A number of studies have demonstrated that genetic predisposition plays a very important role in the development of schizophrenia, bipolar disorder and depression. Research supports the idea that the different psychiatric disorders have overlapping genetic susceptibility factors and a mutation of the gene, DISC-1 (Disrupted-In-Schizophrenia-1) is strongly implicated in all of them.

One mutation within the gene itself leads to schizophrenia-like symptoms whereas another mutation leads to depressive symptoms. Using animal models, he has been able to alter the molecular structure of a single gene in mice and study its behavioural and physiological consequences. Although the association of the mutant DISC-1 gene with psychiatric disorders was first was identified in 2005 in a large Scottish family with a strong history of schizophrenia, depression and bipolar affective disorder, Dr. Roder’s research demonstrated, for the first time, that malfunction of the DISC-1 gene, does, in fact, cause the symptoms of these disorders in an animal model.

The mouse carries virtually the same set of genes (99 per cent) as the human and therefore, it is an important animal model in laboratory research enabling scientists to experimentally test and learn more about the function of human genes. Although mice have a similar genome (genetic blueprint) to humans, there is no question that rodent models of schizophrenia have significant limitations because the brain circuitry in humans is far more complex than the brain circuitry of the mice. There is also a candidate susceptibly gene for schizophrenia that occurs in humans and monkeys but not mice. The negative symptoms such as hallucinations and delusions are impossible to address but the positive symptoms (cognitive loss) can be modeled. DISC-1 mutant mice are significantly more active than the control mice without the mutant gene. They also and have problems navigating the T-maze which models working memory in humans and shows deficits in sensory-motor-gating tasks as well as with a task that measures attention which is also similar to human symptoms. Research by scientists at Johns Hopkins in Baltimore, Maryland has confirmed Dr. Roder’s finding using the same DISC-1 gene in transgenic mice.

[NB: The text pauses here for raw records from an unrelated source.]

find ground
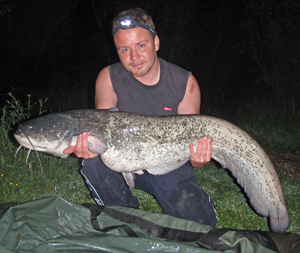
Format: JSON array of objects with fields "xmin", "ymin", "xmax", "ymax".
[{"xmin": 268, "ymin": 151, "xmax": 300, "ymax": 181}]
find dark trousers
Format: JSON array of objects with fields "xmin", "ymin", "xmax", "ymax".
[{"xmin": 81, "ymin": 156, "xmax": 218, "ymax": 227}]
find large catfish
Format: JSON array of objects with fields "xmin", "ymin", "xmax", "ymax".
[{"xmin": 13, "ymin": 109, "xmax": 289, "ymax": 233}]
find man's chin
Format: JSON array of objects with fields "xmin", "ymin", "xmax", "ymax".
[{"xmin": 130, "ymin": 68, "xmax": 149, "ymax": 77}]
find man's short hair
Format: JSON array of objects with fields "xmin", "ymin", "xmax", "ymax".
[{"xmin": 112, "ymin": 8, "xmax": 156, "ymax": 38}]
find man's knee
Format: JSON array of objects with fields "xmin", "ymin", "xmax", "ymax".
[{"xmin": 81, "ymin": 157, "xmax": 139, "ymax": 208}]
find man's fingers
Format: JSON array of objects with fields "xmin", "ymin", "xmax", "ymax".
[
  {"xmin": 189, "ymin": 137, "xmax": 212, "ymax": 168},
  {"xmin": 74, "ymin": 134, "xmax": 82, "ymax": 155},
  {"xmin": 206, "ymin": 138, "xmax": 212, "ymax": 158},
  {"xmin": 63, "ymin": 146, "xmax": 75, "ymax": 154},
  {"xmin": 197, "ymin": 138, "xmax": 206, "ymax": 154},
  {"xmin": 63, "ymin": 132, "xmax": 99, "ymax": 159},
  {"xmin": 81, "ymin": 132, "xmax": 89, "ymax": 156},
  {"xmin": 189, "ymin": 143, "xmax": 194, "ymax": 153}
]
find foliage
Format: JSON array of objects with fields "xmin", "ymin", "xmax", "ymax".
[
  {"xmin": 0, "ymin": 94, "xmax": 92, "ymax": 203},
  {"xmin": 236, "ymin": 0, "xmax": 300, "ymax": 111},
  {"xmin": 1, "ymin": 0, "xmax": 300, "ymax": 112}
]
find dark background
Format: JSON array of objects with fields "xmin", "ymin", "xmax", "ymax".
[{"xmin": 1, "ymin": 0, "xmax": 300, "ymax": 114}]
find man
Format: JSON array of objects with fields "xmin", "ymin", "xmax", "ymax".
[{"xmin": 64, "ymin": 8, "xmax": 217, "ymax": 226}]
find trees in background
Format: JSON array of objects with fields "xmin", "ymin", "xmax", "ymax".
[
  {"xmin": 237, "ymin": 1, "xmax": 300, "ymax": 111},
  {"xmin": 1, "ymin": 0, "xmax": 299, "ymax": 112}
]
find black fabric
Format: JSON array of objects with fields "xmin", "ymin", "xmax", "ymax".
[
  {"xmin": 89, "ymin": 203, "xmax": 105, "ymax": 231},
  {"xmin": 81, "ymin": 156, "xmax": 218, "ymax": 227},
  {"xmin": 85, "ymin": 204, "xmax": 139, "ymax": 238},
  {"xmin": 197, "ymin": 228, "xmax": 239, "ymax": 251},
  {"xmin": 267, "ymin": 232, "xmax": 300, "ymax": 253},
  {"xmin": 86, "ymin": 203, "xmax": 204, "ymax": 243},
  {"xmin": 196, "ymin": 228, "xmax": 279, "ymax": 252},
  {"xmin": 134, "ymin": 162, "xmax": 217, "ymax": 227},
  {"xmin": 81, "ymin": 157, "xmax": 140, "ymax": 208},
  {"xmin": 86, "ymin": 204, "xmax": 281, "ymax": 253}
]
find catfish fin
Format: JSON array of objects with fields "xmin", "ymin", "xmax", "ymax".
[
  {"xmin": 70, "ymin": 135, "xmax": 107, "ymax": 154},
  {"xmin": 87, "ymin": 135, "xmax": 107, "ymax": 154},
  {"xmin": 122, "ymin": 172, "xmax": 135, "ymax": 189}
]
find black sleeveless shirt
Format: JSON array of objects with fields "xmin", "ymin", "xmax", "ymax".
[{"xmin": 108, "ymin": 58, "xmax": 191, "ymax": 116}]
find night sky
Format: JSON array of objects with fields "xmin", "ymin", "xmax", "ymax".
[{"xmin": 1, "ymin": 0, "xmax": 299, "ymax": 112}]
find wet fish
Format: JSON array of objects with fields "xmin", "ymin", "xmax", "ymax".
[{"xmin": 13, "ymin": 109, "xmax": 289, "ymax": 233}]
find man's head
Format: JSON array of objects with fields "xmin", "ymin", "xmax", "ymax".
[
  {"xmin": 112, "ymin": 8, "xmax": 160, "ymax": 80},
  {"xmin": 112, "ymin": 8, "xmax": 156, "ymax": 39}
]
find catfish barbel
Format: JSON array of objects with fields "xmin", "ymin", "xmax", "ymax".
[{"xmin": 13, "ymin": 109, "xmax": 289, "ymax": 233}]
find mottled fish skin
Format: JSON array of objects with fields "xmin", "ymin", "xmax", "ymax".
[{"xmin": 14, "ymin": 109, "xmax": 289, "ymax": 233}]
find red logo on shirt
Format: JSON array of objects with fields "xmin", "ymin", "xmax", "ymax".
[{"xmin": 163, "ymin": 106, "xmax": 173, "ymax": 111}]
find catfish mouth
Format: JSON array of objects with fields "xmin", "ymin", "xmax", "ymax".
[
  {"xmin": 14, "ymin": 125, "xmax": 72, "ymax": 158},
  {"xmin": 14, "ymin": 126, "xmax": 35, "ymax": 150},
  {"xmin": 14, "ymin": 126, "xmax": 45, "ymax": 173}
]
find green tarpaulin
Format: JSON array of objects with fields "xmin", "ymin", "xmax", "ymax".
[{"xmin": 0, "ymin": 196, "xmax": 299, "ymax": 252}]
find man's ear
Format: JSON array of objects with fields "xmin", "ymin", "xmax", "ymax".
[{"xmin": 154, "ymin": 35, "xmax": 160, "ymax": 51}]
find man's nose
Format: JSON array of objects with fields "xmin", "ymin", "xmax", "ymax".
[{"xmin": 130, "ymin": 49, "xmax": 140, "ymax": 61}]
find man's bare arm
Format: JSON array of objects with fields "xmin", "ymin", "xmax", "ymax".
[
  {"xmin": 95, "ymin": 67, "xmax": 118, "ymax": 109},
  {"xmin": 178, "ymin": 74, "xmax": 212, "ymax": 168},
  {"xmin": 178, "ymin": 74, "xmax": 200, "ymax": 114}
]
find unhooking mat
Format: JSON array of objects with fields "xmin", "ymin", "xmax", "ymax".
[{"xmin": 0, "ymin": 196, "xmax": 299, "ymax": 253}]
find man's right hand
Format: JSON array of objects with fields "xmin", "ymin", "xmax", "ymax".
[{"xmin": 63, "ymin": 132, "xmax": 99, "ymax": 159}]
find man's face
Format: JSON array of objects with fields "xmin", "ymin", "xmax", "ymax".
[{"xmin": 114, "ymin": 27, "xmax": 159, "ymax": 78}]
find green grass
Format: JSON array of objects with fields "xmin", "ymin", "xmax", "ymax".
[
  {"xmin": 0, "ymin": 94, "xmax": 95, "ymax": 204},
  {"xmin": 0, "ymin": 152, "xmax": 92, "ymax": 203},
  {"xmin": 196, "ymin": 163, "xmax": 300, "ymax": 234},
  {"xmin": 0, "ymin": 94, "xmax": 299, "ymax": 235}
]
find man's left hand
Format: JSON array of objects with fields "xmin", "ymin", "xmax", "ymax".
[{"xmin": 189, "ymin": 137, "xmax": 212, "ymax": 168}]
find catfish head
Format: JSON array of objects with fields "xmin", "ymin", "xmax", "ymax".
[
  {"xmin": 14, "ymin": 111, "xmax": 108, "ymax": 158},
  {"xmin": 14, "ymin": 113, "xmax": 79, "ymax": 158}
]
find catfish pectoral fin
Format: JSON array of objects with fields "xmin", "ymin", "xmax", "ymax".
[
  {"xmin": 87, "ymin": 135, "xmax": 107, "ymax": 154},
  {"xmin": 70, "ymin": 135, "xmax": 107, "ymax": 154},
  {"xmin": 122, "ymin": 172, "xmax": 135, "ymax": 189}
]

Dr. Roder’s research shows other strong similarities between the mutant mouse with the mutated gene and humans with schizophrenia by examining the brains of these mice with MRI scans. The mutation also increases the sensitivity of the mice to amphetamines causing increased dopamine activity and an increase in GSK-3, which also occurs in schizophrenia. Symptoms can be reversed in these DICS-1 mice using lithium and other GSK-3 enzyme inhibitors that are used to treat bipolar disorders in humans.

When Dr. Roder’s son Nathan was diagnosed with schizophrenia in 2001, he switched his research objectives because he wanted to make a difference to the lives of people with mental illnesses. Internationally recognized for his groundbreaking work with “killer cells,” Dr. Roder decided to leave the well-funded world of cancer research because of the realization that tumour cells are able to mutate and change, enabling them to escape the benefits of specific treatments.. According to Dr. Roder, research into mental illnesses is where cancer research was 30 years ago and the money is scarce.

Dr. Roder, and his team at Mount Sinai, has already made a difference by establishing the fact that the mutated DISC-1 gene actually causes the symptoms of schizophrenia and other psychiatric disorders. Their research leads the way for further investigations to better understand the development of these disorders, which many scientists now believe start before birth.

Dr. Roder continues to develop animal models that have the potential of pointing the way to new treatments not only for a common psychiatric disorder such as schizophrenia, and affective disorders such as depression and bipolar disorder.